Une douille sur les lieux du braquage
Une douille sur les lieux du braquage

Le buraliste qui a blessé un braqueur lundi matin avec un fusil à pompe a agi en état de "légitime défense" a déclaré le procureur de la République de Marseille. Contrairement aux premières informations de journée, l'homme a tiré à balles réelles, 
 

Par Ghislaine Milliet avec AFP

Lors d'une conférence de presse, le procureur de la République de Marseille Brice Robin a annoncé "l'état de légitime défense" pour le buraliste placé en garde à vue le matin même. Ajoutant "qu'aucune poursuite n'est envisagée pour l'instant contre lui". "Les investigations en cours me permettront vraisemblablement d'ici le début de soirée de remettre en liberté l'auteur de ces deux tirs, car le fait justificatif de légitime défense m'apparaît caractérisé", a poursuivi M. Robin.

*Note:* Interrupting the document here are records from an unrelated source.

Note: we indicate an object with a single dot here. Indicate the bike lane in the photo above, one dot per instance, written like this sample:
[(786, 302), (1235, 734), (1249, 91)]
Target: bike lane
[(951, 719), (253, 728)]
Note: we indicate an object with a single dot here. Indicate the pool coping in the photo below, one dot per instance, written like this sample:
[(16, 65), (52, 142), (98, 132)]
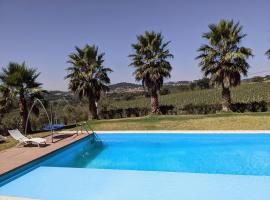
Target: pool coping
[(6, 173), (185, 131)]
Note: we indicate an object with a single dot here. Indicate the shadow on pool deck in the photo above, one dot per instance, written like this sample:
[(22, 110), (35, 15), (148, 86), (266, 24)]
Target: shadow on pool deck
[(18, 156)]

Le fusil du gérant était armé avec des munitions traditionnelles de calibre 12, et non des munitions type gomme cogne


L'homme avait tiré a trois reprises contre trois individus cagoulés qui venaient de le braquer, en en  blessant un à la jambe. Selon le procureur, le buraliste a tiré à balles réelles, et non à partir de balles en caoutchouc, comme cela avait été dit en début de journée.
"Il a fait usage d'un fusil qui ne lui appartient pas, qui appartient à son neveu, qui est le gérant de droit du bar. Ce fusil a été régulièrement déclaré, avec une autorisation en préfecture, une acquisition qui remonte, je crois, à 2011, une arme de cinquième catégorie", selon le magistrat.
En outre, le fusil du gérant était armé avec des munitions traditionnelles de calibre 12, et non des munitions type gomme cogne, comme l'avaient indiqué certaines
sources initialement.
Le procureur est également revenu sur les circonstances précises du braquage telles qu'elles ont pu être reconstituées par les enquêteurs, grâce aux images collectées par les trois caméras de surveillance présentes dans l'établissement, et qui permettent, selon lui, d'établir que "les conditions de la légitime défense semblent réunies".
"Vers 6H50, un bar-tabac a fait l'objet d'une tentative de vol à main armée, vraisemblablement par quatre individus, un étant resté dans le véhicule", a raconté le procureur.
"Devant l'arrivée de ces trois individus armés" d'un fusil à pompe et d'armes de poing, le gérant de droit "a eu le réflexe de fermer une porte vitrée munie d'une gâche automatique installée lors d'un précédent braquage" le 13 août dernier,a-t-il précisé.
Après avoir braqué le gérant et les clients présents, les braqueurs "ont tenté de casser cette porte vitrée (...), ce qui a conduit le gérant à s'armer d'un fusil à pompe et à faire feu à deux reprises en direction des trois auteurs".
"L'un des malfaiteurs a été touché. Il vient d'être opéré vraisemblablement pour une fracture du fémur", a ajouté le procureur. Le malfaiteur a été placé en garde à vue, qui devrait être prolongée dans la soirée.
Les trois autres individus, en fuite, n'ont pas encore été identifiés.